3章・第2話 学校の階段①

 昼休みが終わった後の事である。朝は元気溌剌としていた裕子はきつそうに頭を抱え、結局早退してしまった。普段世話になっている気がする彼女には明日か明後日にでもノートを見せてやらないといけないが、以後、取り立てて変わった事は無かった。普通に授業が進み、休みの合間に友人と言葉を交わしたり、そう言えば上原君が食べ物にあたったか何かで午後の体育の授業を見学になったり。友人の体調を除けば、私の周りの世界はそれなりに平和なのであった。

 その日、私は部活のため珍しく夜遅くまで残っていた。作品制作の期限が近付いたわけではない。単純に、興が乗っていたのだ。時間を忘れて物事に没頭するという時があるが、今回がまさにそれだ。というか、ここ最近はずっと興が乗っている状態だ。お陰で、ディオゲネス倶楽部との件――仮にディオゲネスの変と呼んでおこう――を一旦頭の片隅に置く事にしてしまった。

 まあ、そんなに急がないでしょ。一向にその後の動きがないようである事も私を安心させる材料になり、その悠長さに拍車をかけていた。

「さて、と」

 やっていた作業が一段落し、私は伸びをした後、目の前のモニターを見た。まあ、悪くはないでしょ、私は自分の作品を見て自画自賛に耽る。

 作業にはPCを使ってやっていた。いわゆるCG作品というやつだ。美術室でPCを使って作品制作をしている姿は異様で美術部らしくないが、当美術部は漫研、写真部も内に取り込んだ変わった部なので、これくらい今更というところであった。というより、美術室にPCが何台かあるものだから以前から誰かが同じように作品制作をしていたのだろう。ちなみにインターネットにも繋がるが、制限がかけられている。
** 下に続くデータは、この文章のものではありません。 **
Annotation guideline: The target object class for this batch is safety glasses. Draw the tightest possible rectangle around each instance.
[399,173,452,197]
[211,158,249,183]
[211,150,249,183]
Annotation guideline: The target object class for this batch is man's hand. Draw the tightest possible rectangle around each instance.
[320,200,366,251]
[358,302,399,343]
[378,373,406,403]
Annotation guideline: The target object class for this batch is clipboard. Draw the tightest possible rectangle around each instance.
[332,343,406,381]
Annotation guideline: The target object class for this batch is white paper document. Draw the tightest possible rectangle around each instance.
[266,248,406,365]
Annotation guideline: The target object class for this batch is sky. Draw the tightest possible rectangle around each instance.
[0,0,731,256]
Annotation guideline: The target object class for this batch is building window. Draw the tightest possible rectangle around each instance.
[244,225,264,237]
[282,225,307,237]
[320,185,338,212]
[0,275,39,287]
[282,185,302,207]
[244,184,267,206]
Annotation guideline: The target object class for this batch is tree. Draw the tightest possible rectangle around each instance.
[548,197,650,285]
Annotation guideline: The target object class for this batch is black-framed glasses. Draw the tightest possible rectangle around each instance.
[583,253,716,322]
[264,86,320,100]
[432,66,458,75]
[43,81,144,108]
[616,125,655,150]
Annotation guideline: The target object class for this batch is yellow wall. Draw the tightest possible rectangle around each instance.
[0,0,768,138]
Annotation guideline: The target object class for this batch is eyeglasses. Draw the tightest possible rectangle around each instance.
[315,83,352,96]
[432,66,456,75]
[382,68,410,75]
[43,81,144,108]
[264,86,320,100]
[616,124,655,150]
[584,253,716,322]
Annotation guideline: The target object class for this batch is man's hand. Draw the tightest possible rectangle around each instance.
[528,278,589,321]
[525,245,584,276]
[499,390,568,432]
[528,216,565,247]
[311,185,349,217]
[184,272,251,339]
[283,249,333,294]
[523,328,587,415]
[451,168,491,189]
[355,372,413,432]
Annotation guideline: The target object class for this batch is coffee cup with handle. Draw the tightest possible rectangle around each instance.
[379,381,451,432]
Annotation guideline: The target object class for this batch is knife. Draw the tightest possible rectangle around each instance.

 ちなみに内容はなんて事はない、牛若丸と弁慶の五条大橋での出会いを題材にとったものだ。画風はなんといえばいいのか、漫画的なイラストと絵画の中間辺りとしか表現できない。残念ながら私の知る限り、こういう画風を示した単語がないのだ。

 ああもどかしい、歴史単語は不要じゃないかと思うくらい一杯あるのに、どうしてこういうものに対する単語は不足しているのか。

「はあ、さっさと帰ろうかね」

 隣の机の上に置いていた鞄を肩にかけ、立ち上がろうとした時であった。

 ふと、視界の端を何かが捉えた。私はそれが気になり、窓の外に広がる夜の世界を見た。

 なに、これ。

 私の貧相な語彙力では上手く説明するのは難しいのだが、学校は、半透明の白く光る膜のようなもので覆われていた。

 そうか、夢を見ているのか。私は瞬時にそう考え、勇敢にも自分の頬を思い切りビンタした。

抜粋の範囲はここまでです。